Amelia Elizabeth White (1878-1972) was born into an East Coast world of wealth and privilege. After serving as army nurses in Europe during World War I, she and her sister Martha chose to settle in the small town of Santa Fe, New Mexico. There Elizabeth became a passionate advocate for Pueblo Indian rights, an inspired patron and promoter of Indian art, and a dedicated community activist for the preservation of Santa Fe's history. White organized several traveling expositions of Indian art and was instrumental in founding the Indian Arts Fund, the Laboratory of Anthropology, the Old Santa Fe Association, and the Santa Fe Indian Market. She also was a member of a wide circle of artists, writers, musicians, anthropologists, and archaeologists, whom she entertained lavishly at El Delirio ("The Madness"), the beautiful estate built by the White sisters in the 1920s. An eclectic combination of Moorish, Mexican, and Pueblo design, El Delirio was the setting for chamber music concerts, costume parties, and theatrical entertainments.
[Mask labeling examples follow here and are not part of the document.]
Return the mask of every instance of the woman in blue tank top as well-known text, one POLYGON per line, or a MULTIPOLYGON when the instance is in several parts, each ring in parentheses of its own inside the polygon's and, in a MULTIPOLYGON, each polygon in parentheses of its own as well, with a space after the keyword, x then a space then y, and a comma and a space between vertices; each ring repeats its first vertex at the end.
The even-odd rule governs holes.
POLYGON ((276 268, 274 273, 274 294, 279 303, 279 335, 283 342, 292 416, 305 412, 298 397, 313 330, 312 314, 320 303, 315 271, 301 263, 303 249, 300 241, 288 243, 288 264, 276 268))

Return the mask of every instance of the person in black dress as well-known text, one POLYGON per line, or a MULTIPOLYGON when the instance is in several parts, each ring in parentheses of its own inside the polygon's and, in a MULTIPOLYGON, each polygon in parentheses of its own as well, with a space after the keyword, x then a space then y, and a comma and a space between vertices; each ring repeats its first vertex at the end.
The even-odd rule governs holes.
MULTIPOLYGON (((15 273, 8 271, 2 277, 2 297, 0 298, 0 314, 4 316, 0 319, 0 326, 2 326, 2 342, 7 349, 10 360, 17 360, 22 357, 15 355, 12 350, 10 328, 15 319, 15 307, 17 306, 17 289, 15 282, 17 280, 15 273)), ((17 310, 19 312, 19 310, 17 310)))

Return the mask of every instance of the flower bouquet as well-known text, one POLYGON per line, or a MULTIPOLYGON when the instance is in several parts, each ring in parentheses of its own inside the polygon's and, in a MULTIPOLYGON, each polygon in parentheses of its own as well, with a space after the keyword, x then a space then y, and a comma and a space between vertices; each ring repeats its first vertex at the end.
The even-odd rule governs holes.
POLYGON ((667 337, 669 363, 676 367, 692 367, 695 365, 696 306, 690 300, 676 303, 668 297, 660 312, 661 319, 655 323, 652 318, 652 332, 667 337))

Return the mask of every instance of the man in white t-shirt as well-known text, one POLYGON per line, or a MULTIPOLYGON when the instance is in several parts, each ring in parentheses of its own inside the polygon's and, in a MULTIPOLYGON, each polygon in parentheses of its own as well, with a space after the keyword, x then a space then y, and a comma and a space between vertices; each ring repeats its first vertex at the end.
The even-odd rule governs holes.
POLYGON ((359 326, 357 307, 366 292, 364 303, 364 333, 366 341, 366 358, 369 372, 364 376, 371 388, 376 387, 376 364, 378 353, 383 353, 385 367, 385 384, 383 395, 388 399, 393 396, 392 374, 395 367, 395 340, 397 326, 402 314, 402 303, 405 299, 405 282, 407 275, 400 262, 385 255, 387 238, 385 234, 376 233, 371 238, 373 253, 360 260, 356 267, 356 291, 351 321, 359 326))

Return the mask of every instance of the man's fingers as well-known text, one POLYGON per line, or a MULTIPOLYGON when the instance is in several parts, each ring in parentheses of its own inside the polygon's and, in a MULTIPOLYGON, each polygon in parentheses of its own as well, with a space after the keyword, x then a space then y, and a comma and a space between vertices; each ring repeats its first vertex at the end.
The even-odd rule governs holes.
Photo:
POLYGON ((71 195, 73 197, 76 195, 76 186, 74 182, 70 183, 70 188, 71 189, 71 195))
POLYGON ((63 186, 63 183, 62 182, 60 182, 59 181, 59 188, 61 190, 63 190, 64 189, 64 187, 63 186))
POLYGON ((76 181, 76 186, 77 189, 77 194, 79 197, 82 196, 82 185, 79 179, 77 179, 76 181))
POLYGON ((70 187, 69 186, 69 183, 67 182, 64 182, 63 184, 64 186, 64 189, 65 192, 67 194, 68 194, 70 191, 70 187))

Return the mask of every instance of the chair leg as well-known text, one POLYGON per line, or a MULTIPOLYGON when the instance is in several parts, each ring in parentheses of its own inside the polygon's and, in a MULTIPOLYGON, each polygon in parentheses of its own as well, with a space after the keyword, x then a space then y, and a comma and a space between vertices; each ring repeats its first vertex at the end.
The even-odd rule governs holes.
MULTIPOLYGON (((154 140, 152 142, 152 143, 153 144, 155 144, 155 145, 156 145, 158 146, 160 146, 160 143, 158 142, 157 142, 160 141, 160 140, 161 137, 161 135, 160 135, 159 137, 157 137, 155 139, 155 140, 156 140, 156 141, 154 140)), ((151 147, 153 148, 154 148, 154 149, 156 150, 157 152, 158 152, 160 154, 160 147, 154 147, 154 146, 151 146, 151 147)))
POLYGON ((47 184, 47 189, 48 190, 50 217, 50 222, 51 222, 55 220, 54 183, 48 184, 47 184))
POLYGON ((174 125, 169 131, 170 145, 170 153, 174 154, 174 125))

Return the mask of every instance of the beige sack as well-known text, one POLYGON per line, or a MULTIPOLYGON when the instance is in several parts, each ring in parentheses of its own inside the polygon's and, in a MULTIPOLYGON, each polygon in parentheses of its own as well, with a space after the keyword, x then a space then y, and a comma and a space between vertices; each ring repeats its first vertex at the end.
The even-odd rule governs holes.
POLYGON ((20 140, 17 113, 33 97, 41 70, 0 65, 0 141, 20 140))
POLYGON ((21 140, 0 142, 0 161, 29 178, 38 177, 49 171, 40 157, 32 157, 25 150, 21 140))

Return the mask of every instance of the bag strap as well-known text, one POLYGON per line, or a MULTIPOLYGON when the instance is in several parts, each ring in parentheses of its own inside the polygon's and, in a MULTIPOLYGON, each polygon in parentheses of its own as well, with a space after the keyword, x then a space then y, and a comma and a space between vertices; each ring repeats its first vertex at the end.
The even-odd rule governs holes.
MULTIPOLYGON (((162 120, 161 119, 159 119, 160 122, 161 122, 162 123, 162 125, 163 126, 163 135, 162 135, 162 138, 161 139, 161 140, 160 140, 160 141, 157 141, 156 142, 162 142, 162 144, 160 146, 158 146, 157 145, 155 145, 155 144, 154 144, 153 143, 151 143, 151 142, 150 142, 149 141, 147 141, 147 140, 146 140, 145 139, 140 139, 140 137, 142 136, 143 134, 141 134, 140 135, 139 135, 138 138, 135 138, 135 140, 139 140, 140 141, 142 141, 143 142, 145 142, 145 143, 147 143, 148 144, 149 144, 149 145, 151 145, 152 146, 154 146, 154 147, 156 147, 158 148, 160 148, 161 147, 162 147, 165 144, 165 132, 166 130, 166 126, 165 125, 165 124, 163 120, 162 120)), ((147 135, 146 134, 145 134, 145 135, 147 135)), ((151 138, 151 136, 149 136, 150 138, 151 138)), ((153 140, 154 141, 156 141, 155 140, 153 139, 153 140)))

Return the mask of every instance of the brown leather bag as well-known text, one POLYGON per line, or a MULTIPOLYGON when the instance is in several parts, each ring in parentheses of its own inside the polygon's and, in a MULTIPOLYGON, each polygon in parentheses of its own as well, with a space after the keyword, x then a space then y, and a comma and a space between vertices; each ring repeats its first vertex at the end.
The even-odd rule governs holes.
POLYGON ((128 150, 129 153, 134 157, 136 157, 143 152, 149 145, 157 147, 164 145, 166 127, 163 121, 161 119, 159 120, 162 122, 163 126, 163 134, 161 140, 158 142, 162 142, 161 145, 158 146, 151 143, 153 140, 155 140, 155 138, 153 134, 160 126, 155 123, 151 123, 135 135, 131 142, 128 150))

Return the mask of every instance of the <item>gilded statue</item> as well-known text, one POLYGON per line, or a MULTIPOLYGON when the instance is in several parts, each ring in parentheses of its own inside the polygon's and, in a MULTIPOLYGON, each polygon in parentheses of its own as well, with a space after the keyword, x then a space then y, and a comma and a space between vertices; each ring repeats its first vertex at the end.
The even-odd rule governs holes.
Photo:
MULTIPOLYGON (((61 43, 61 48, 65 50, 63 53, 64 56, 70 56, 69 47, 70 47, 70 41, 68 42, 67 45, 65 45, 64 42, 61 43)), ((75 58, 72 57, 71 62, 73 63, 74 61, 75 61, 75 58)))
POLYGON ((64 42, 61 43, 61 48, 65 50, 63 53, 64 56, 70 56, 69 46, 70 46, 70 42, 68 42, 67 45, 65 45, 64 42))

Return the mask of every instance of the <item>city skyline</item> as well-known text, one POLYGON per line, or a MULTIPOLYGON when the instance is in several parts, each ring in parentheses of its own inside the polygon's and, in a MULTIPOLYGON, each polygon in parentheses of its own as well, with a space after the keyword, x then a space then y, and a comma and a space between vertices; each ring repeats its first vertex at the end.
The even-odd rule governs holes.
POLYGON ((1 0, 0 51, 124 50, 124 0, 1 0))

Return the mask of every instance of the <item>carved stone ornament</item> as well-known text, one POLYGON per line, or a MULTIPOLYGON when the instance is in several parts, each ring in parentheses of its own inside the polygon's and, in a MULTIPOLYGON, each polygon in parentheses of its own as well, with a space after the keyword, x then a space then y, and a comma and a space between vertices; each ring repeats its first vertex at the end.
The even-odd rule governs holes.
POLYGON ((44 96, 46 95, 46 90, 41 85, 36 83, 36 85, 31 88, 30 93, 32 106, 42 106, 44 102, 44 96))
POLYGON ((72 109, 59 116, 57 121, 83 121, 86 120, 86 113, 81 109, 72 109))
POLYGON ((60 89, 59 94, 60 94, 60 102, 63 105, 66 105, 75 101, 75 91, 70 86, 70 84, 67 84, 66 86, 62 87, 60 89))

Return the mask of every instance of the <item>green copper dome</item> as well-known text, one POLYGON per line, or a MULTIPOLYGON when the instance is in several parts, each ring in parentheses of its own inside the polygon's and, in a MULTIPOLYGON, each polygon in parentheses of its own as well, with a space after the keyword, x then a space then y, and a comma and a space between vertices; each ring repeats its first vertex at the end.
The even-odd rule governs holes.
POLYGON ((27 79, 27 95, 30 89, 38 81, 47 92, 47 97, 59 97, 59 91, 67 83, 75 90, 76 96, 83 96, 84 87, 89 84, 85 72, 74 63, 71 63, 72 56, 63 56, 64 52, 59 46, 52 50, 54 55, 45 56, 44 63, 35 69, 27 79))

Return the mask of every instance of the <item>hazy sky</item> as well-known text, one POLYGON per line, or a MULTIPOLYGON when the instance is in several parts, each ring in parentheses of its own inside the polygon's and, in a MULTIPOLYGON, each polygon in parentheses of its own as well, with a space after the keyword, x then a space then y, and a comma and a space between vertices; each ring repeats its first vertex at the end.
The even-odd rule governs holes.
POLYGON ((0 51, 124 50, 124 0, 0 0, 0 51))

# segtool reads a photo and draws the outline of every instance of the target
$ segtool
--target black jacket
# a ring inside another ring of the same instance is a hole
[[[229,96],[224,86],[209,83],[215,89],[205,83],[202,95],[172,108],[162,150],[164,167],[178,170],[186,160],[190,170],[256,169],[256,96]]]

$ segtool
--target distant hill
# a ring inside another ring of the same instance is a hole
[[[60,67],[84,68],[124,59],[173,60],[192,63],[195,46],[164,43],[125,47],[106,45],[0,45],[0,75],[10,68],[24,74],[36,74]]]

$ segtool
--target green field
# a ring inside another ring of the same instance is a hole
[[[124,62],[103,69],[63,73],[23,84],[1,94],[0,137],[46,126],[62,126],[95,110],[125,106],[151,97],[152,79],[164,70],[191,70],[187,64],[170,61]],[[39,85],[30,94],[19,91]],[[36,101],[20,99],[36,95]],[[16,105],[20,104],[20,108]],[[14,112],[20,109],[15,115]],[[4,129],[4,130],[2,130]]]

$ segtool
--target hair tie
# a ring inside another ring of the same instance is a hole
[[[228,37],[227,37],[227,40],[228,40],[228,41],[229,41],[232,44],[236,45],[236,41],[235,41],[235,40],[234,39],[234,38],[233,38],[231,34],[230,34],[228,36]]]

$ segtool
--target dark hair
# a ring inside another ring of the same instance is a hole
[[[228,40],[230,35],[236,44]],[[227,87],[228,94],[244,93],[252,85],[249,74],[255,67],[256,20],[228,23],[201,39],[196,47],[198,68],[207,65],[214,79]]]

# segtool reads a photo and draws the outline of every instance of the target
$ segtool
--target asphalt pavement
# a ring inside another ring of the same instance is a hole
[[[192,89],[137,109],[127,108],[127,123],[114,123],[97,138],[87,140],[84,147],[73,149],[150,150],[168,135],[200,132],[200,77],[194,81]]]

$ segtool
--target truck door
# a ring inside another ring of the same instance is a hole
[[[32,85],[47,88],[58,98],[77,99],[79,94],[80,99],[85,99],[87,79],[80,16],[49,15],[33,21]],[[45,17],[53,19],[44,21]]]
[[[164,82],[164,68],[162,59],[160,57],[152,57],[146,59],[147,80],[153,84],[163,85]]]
Today it is the home of the School of American Research and the SAR Press.
Richly illustrated with many previously unpublished photographs, El Delirio offers an appealing glimpse into a fascinating period of Santa Fe history. It is also a loving portrait of the remarkable, energetic, and strong-willed Elizabeth White, described by a friend as "one of the great women of the Southwest in a very small body."
Gregor Stark is a freelance writer living in Wisconsin. E. Catherine Rayne was nurse, companion, and friend to Elizabeth White. She lived at El Delirio from 1942 to 1972 and was director of the Garcia Street Club from 1943 to 1955.